The Colombian Navy and Air Force, with support from the Army and the National Police, captured 19 Clan del Golfo’s members in several operations. Authorities made the arrests between July 1st and the first week of August as part of the Sparta military and police campaign along Colombia’s Caribbean coast. Detainees included ringleaders alias Bruno, alias Buda or Escalante, alias Chucha Redonda, and alias Richo.
“We proceeded with the Army and the National Police,” Colombian Marine Corps Colonel Rafael Olaya Quintero, commander of the First Marine Corps Brigade, told Diálogo. “We count on the valuable support of the Office of the Attorney General [of Colombia] to determine the legal status of detainees based on their records.”
Clan del Golfo consists of groups and subgroups that perpetrate crimes such as narcotrafficking, extortion, illegal mining, forced displacement, and murder. The arrests affect the subgroups Diomedes Dionisio Ortega Ramos, responsible for contract killings in the department of Magdalena, and Luis Fernando Gutiérrez, which carries out extortion in the Bolívar department. Both subgroups belong to the Erlin Pino Duarte group.
Two fewer ringleaders
On August 1st, alias Richo was captured. “We did it with [an arrest] warrant for conspiracy to commit extortion and kidnapping,” said Colombian Marine Corps Captain John Alexander Martínez, head of Bolívar’s military Intelligence Unit of Unified Action Group for Personal Liberty (GAULA, in Spanish). “Alias Richo was the head of finances for the Luis Fernando Gutiérrez subgroup,” he told Diálogo.
On the same day, authorities captured alias Chucha Redonda, who was part of the Fernando Gutiérrez subgroup and performed contract killings in the municipality of Arjona, César department. “At this time, [the clan] has no way to organize itself,” Col. Olaya said. “In the coming days, we’ll achieve more results to dismantle that part of Clan del Golfo once and for all.”
Alias Bruno, or Estiven, was captured on July 5th, in Tisquisio municipality, Bolívar department. Bolívar’s military GAULA troops, with the support of the Colombian Navy’s Caribbean Naval Command and the National Police, carried out the operation.
Authorities infiltrated alias Bruno’s security and learned his routine, moves, and mode of communication with Clan del Golfo’s top leader, alias Otoniel, to catch him by surprise. “He came out with his security detail, and when they saw the troops, gunshots were exchanged [with service members],” Capt. Martínez said.
The suspects were injured. Alias Bruno escaped by horse and hid in a house. Troops intercepted him with a helicopter and an assault team and took him to a hospital.

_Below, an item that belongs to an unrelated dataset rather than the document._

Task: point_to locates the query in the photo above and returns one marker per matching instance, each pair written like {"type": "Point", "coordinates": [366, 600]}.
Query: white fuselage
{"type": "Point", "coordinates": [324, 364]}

The three injured men were stabilized at Caucasia Hospital in Antioquia, where they were brought to the 151st Prosecutor's Office against Organized Crime of Barranquilla. Alias Bruno’s criminal record goes back more than 15 years. He was also the head of the Erlin Pino Duarte group.
Alias Bruno oversaw narcotrafficking, extortion, illegal mining, selective murder, and armed operations against public forces. In 2017, he led a violent uprising in which two National Police patrols and a speedboat were set on fire in the municipality of San Martín de Loba, Bolívar. According to the Navy, several members of the police were hurt.
The Colombian Army’s Fourth Mechanized Infantry Battalion, in coordination with the Navy and the National Police GAULA, conducted several simultaneous operations, resulting in the capture of alias Buda and 13 other members of Clan del Golfo. Service members captured the suspects in the departments of Antioquia, Bolívar, Magdalena, and Sucre.
“Alias Buda, or Escalante, was a leader who extorted shopkeepers,” Col. Olaya said. “With this arrest, Clan del Golfo, which operated in the area, lost $1.6 million a month.”
Detainees are charged with criminal conspiracy and aggravated extortion. They concentrated operations in the municipalities of Magangué, El Carmen de Bolívar, San Jacinto del Cauca, Santa Rosa del Sur, and Montecristo, in the Bolívar department, the Navy said.
“In the month [of August 2018], the goal is to dismantle Clan del Golfo completely in the south of Bolívar,” Capt. Martínez said. “There’s only 20 percent of the group left.”
“Clan del Golfo and its structures are on their way out; we’re closing in on them,” Col. Olaya said. “In short, all there’s left for them to do is surrender to justice.”